We continue our series of 'what we've learned via the bicycle in 2012' posts. -Kid
Writing this, I’m sitting in a cheap motel room in Colorado. The lime sheets don’t quite match the olive drapes, which clash with the asparagus wall paint, and coincidentally, none of these quite match the slightly dressy harlequin shirt I’m planning to wear to a friend’s wedding tomorrow. I’m now second-guessing the color choice. Hues of green aside, it has been almost exactly a year since I upended my comfortable graduate student lifestyle in Boulder, Colorado to take a faculty position at Prescott College, a tiny, slightly kooky liberal arts college in Arizona.
The new back yard...
Reflecting on the past twelve months, I have realized that I am slowly discovering what’s important in my life – what I need to remain sane. Here are a few highlights to which my fellow adventurous cyclists may be able to relate:
Time. Let’s be honest. Why do you ride your bike? I challenge you to list ten reasons.
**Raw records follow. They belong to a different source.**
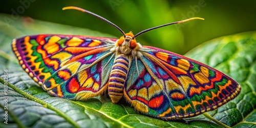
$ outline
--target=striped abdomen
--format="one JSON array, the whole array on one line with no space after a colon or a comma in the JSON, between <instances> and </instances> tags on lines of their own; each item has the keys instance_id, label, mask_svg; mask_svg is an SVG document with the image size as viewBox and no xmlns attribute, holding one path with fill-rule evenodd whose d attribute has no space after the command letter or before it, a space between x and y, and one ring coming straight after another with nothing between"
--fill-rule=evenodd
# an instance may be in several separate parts
<instances>
[{"instance_id":1,"label":"striped abdomen","mask_svg":"<svg viewBox=\"0 0 256 128\"><path fill-rule=\"evenodd\" d=\"M117 56L114 62L109 81L109 95L113 103L118 102L123 95L123 87L128 72L128 57Z\"/></svg>"}]
</instances>

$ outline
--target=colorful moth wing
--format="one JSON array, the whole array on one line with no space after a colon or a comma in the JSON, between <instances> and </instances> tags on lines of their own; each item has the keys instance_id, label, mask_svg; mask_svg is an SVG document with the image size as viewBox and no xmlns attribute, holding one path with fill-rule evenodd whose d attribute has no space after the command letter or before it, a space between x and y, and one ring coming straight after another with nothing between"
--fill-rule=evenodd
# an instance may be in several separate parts
<instances>
[{"instance_id":1,"label":"colorful moth wing","mask_svg":"<svg viewBox=\"0 0 256 128\"><path fill-rule=\"evenodd\" d=\"M140 52L143 56L130 67L124 93L144 114L193 117L216 109L240 92L237 82L206 65L154 47L144 46Z\"/></svg>"},{"instance_id":2,"label":"colorful moth wing","mask_svg":"<svg viewBox=\"0 0 256 128\"><path fill-rule=\"evenodd\" d=\"M12 48L22 68L42 85L62 67L109 50L116 40L85 36L37 35L14 39Z\"/></svg>"},{"instance_id":3,"label":"colorful moth wing","mask_svg":"<svg viewBox=\"0 0 256 128\"><path fill-rule=\"evenodd\" d=\"M77 100L102 94L108 87L113 54L107 51L81 58L53 73L42 88L53 96Z\"/></svg>"}]
</instances>

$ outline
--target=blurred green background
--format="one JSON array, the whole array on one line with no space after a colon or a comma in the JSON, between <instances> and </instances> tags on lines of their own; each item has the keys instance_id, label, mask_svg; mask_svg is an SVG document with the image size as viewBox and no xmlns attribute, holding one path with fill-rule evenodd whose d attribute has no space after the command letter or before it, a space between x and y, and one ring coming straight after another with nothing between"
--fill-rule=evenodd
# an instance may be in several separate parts
<instances>
[{"instance_id":1,"label":"blurred green background","mask_svg":"<svg viewBox=\"0 0 256 128\"><path fill-rule=\"evenodd\" d=\"M93 12L118 26L125 33L132 31L134 34L187 18L205 18L159 28L136 38L142 45L180 54L216 37L256 30L256 1L253 0L4 0L0 4L0 13L16 13L19 16L15 18L28 16L86 28L116 37L121 36L115 28L93 16L76 10L61 10L70 6Z\"/></svg>"}]
</instances>

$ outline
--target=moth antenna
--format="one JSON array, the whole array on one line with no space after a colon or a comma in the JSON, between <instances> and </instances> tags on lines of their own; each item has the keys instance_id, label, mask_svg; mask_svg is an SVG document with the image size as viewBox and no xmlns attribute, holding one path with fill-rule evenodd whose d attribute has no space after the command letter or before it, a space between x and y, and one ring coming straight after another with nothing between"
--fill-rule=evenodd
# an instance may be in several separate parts
<instances>
[{"instance_id":1,"label":"moth antenna","mask_svg":"<svg viewBox=\"0 0 256 128\"><path fill-rule=\"evenodd\" d=\"M84 10L83 9L82 9L82 8L78 8L78 7L74 7L74 6L69 6L69 7L64 7L62 8L62 10L67 10L67 9L74 9L74 10L78 10L78 11L82 11L82 12L86 12L88 14L91 14L106 23L108 23L109 24L112 25L112 26L113 26L114 27L117 28L118 30L119 30L120 32L121 32L121 33L122 33L122 34L123 34L123 37L125 37L125 34L124 33L124 32L123 31L123 30L122 30L122 29L121 29L119 27L118 27L118 26L117 26L117 25L114 24L113 23L111 23L111 22L109 21L108 19L96 14L95 14L94 13L92 13L90 11L87 11L86 10Z\"/></svg>"},{"instance_id":2,"label":"moth antenna","mask_svg":"<svg viewBox=\"0 0 256 128\"><path fill-rule=\"evenodd\" d=\"M170 23L168 23L168 24L164 24L164 25L162 25L156 26L156 27L153 27L153 28L152 28L146 29L145 30L143 30L143 31L142 31L141 32L140 32L138 33L137 34L136 34L135 35L134 35L133 37L133 39L135 38L136 37L137 37L137 36L139 36L139 35L143 34L144 33L147 32L148 31L151 31L151 30L159 28L161 28L161 27L164 27L164 26L168 26L168 25L173 25L173 24L180 24L180 23L183 23L183 22L188 22L188 21L189 21L189 20L194 20L194 19L196 19L204 20L204 18L200 18L200 17L193 17L193 18L191 18L185 19L185 20L179 21L179 22L176 22Z\"/></svg>"}]
</instances>

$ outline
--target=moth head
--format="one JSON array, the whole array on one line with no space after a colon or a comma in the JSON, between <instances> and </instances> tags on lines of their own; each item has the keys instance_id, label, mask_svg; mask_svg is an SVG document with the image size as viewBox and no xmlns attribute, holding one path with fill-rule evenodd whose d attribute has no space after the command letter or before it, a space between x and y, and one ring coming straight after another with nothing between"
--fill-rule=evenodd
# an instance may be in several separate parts
<instances>
[{"instance_id":1,"label":"moth head","mask_svg":"<svg viewBox=\"0 0 256 128\"><path fill-rule=\"evenodd\" d=\"M132 32L126 33L125 36L121 36L117 40L117 46L126 46L132 49L135 48L138 45L135 38L133 38L134 36Z\"/></svg>"}]
</instances>

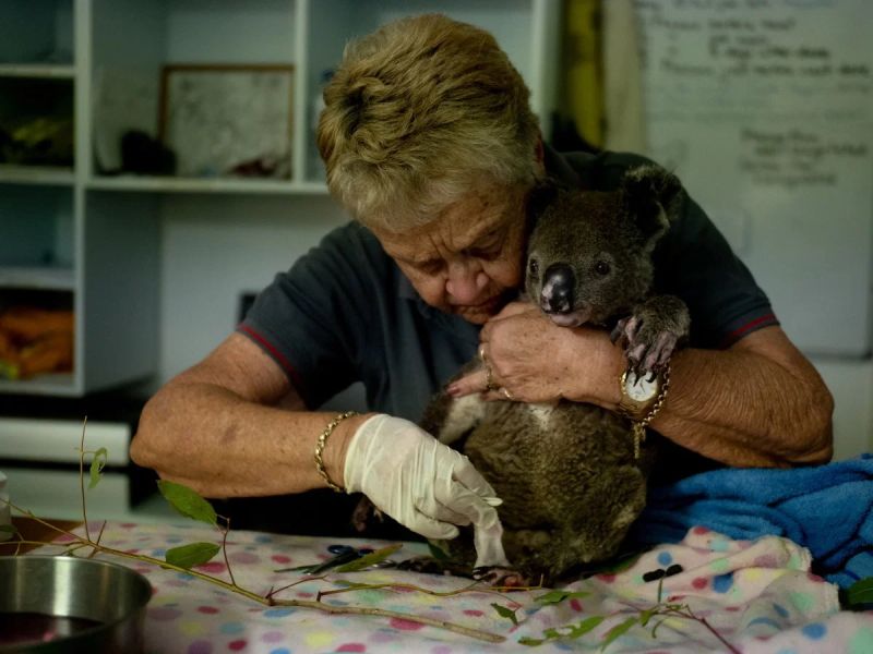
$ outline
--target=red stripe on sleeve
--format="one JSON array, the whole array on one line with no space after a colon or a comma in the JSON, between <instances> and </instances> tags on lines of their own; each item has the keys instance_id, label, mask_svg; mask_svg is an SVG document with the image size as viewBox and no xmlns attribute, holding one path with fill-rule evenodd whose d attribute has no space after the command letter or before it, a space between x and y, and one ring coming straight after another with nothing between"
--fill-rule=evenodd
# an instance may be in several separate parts
<instances>
[{"instance_id":1,"label":"red stripe on sleeve","mask_svg":"<svg viewBox=\"0 0 873 654\"><path fill-rule=\"evenodd\" d=\"M750 331L754 331L755 329L758 329L761 327L767 327L769 325L778 325L778 324L779 320L776 318L775 314L768 313L766 315L760 316L754 320L750 320L739 329L734 329L733 331L731 331L725 338L725 340L721 341L720 347L727 348L736 343L738 340L740 340L743 336L745 336Z\"/></svg>"},{"instance_id":2,"label":"red stripe on sleeve","mask_svg":"<svg viewBox=\"0 0 873 654\"><path fill-rule=\"evenodd\" d=\"M267 351L268 351L268 352L270 352L270 353L271 353L271 354L274 356L274 359L275 359L275 360L276 360L276 361L279 363L279 365L283 367L283 370L284 370L284 371L287 373L287 375L288 375L288 376L291 378L291 380L294 382L295 388L297 388L297 389L298 389L298 391L300 390L300 388L301 388L301 385L300 385L300 382L301 382L301 379L300 379L300 376L297 374L297 371L295 371L295 370L294 370L294 366L291 365L291 363L290 363L290 362L289 362L289 361L288 361L288 360L285 358L285 355L284 355L282 352L279 352L279 351L278 351L278 350L277 350L277 349L276 349L276 348L273 346L273 343L271 343L268 340L266 340L266 339L265 339L263 336L261 336L260 334L258 334L258 332L256 332L254 329L252 329L252 328L251 328L251 327L249 327L248 325L240 325L239 327L237 327L237 329L238 329L239 331L244 331L244 332L246 332L246 334L248 334L248 335L249 335L249 336L250 336L252 339L254 339L254 340L255 340L255 341L258 341L258 342L259 342L261 346L263 346L263 348L264 348L265 350L267 350Z\"/></svg>"}]
</instances>

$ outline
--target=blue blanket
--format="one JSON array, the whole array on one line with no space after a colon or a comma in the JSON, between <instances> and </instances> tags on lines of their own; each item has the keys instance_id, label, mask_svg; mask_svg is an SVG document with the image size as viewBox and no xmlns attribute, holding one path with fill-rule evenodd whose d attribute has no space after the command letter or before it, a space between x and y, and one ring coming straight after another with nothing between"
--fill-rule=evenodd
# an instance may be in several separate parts
<instances>
[{"instance_id":1,"label":"blue blanket","mask_svg":"<svg viewBox=\"0 0 873 654\"><path fill-rule=\"evenodd\" d=\"M873 577L873 455L790 470L733 468L649 491L632 531L641 544L678 543L707 526L731 538L785 536L848 588Z\"/></svg>"}]
</instances>

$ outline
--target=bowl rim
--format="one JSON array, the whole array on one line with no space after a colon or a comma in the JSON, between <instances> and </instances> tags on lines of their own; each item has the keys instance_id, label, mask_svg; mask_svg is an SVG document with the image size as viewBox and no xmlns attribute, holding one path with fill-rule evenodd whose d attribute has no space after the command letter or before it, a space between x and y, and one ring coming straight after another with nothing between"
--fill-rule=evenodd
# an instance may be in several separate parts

Then cross off each item that is even moderately selfish. I’m willing to wager that most of us would have rather short lists once this is done. I’m no exception. I ride because it makes me happy. It calms me. It helps me to see the world. It keeps me healthy. And the more I ride, the happier, calmer, worldlier, and healthier I become . . . sort of. The point is I live to ride. I’ve learned over the past few years that there’s nothing more valuable to me than having ample time to devote to riding and exploring. I grappled with the decision to take the job I now have. The pay leaves a lot to be desired, but my schedule is quite flexible, summer commitments are minimal, and I still get all those great breaks that I did when I was a student. And heck, my Geology Through Bikepacking course for next fall was just approved. I could have probably landed a job that would have paid considerably more, but I would have lost out on countless hours and days of “my” time. Frankly, I don’t think such a deal would be remotely fair. Apparently my time is worth far more to me than it is to most potential employers.
Places To Explore. When you strike out for a long ride, where do you go? Is it your favorite trail? The toughest climb or descent near you? Or do you aim your front wheel at a place you have never before been? On or off the bike, discovering and investigating new places is incredibly fulfilling for me. It’s the draw of the unknown and the process of gradually filling in a mental map of my little corner of the world that often guides me. I stare at maps and satellite images for hours on end, conniving and imagining what special places must be out there. These locales can vary in scale from an isolated mossy sandstone shelf beneath a haunting sycamore to a secluded canyon network that extends in all directions for tens of miles. Colleagues that have lived in central Arizona for years remark about how much I’ve seen for having just moved to the area. Conversely, I’m in fact a bit frustrated that I’ve only seen as much as I have in that time. But more importantly, I can confidently say that it will take several decades for me to explore all there is in my new backyard, as long as I can call my backyard anything within a four-hour driving radius. This enthuses me almost beyond belief. I can’t imagine what I’d do living in a place that didn’t have such opportunity.
Public Land. Where do you ride? Who “owns” your favorite trail? There’s a very good chance that we all own it. A small factor in my decision to initially move to the West was the abundance of public lands. This is now perhaps the primary reason I now cannot see myself living many places in the U.S. other than out here. Sometimes the signs read “Welcome To Your Public Land” in an outdated, 1970s era font. City. County. State. Land Department. Game and Fish. USFS. BLM. NPS. NWR. The list of agencies and abbreviations could go on. Management aside, these lands are my playground. These lands are most likely your playground. We own them, we share them, and we need to take a more active role in planning their future. Right after moving, I found myself on the board of directors of the Prescott Mountain Bike Alliance. I’ve ridden for years, but never before had I become involved in any of the legwork required to promote, maintain, protect, and increase recreational opportunities for mountain bikers on public lands. The work is far from glamorous, many of the meetings anything but enthralling, and negotiations with other groups can be downright depressing. But trails and access exist for us because someone else put in the time to make something happen, and it is particularly satisfying to actually help in this process. Management decisions made today often affect policies for years or decades to come. Support your local mountain bike advocacy groups so they can be our united voices through these processes. If you have the time and energy, get involved.
Perhaps I’m finally growing up after 30 quick years. Or maybe I’m just realizing what it takes for me to remain a curious, excited kid at heart. I’d like to think it’s the latter. I’m guessing it will take another decade or two to figure out, but I think I learned a few important things in 2012.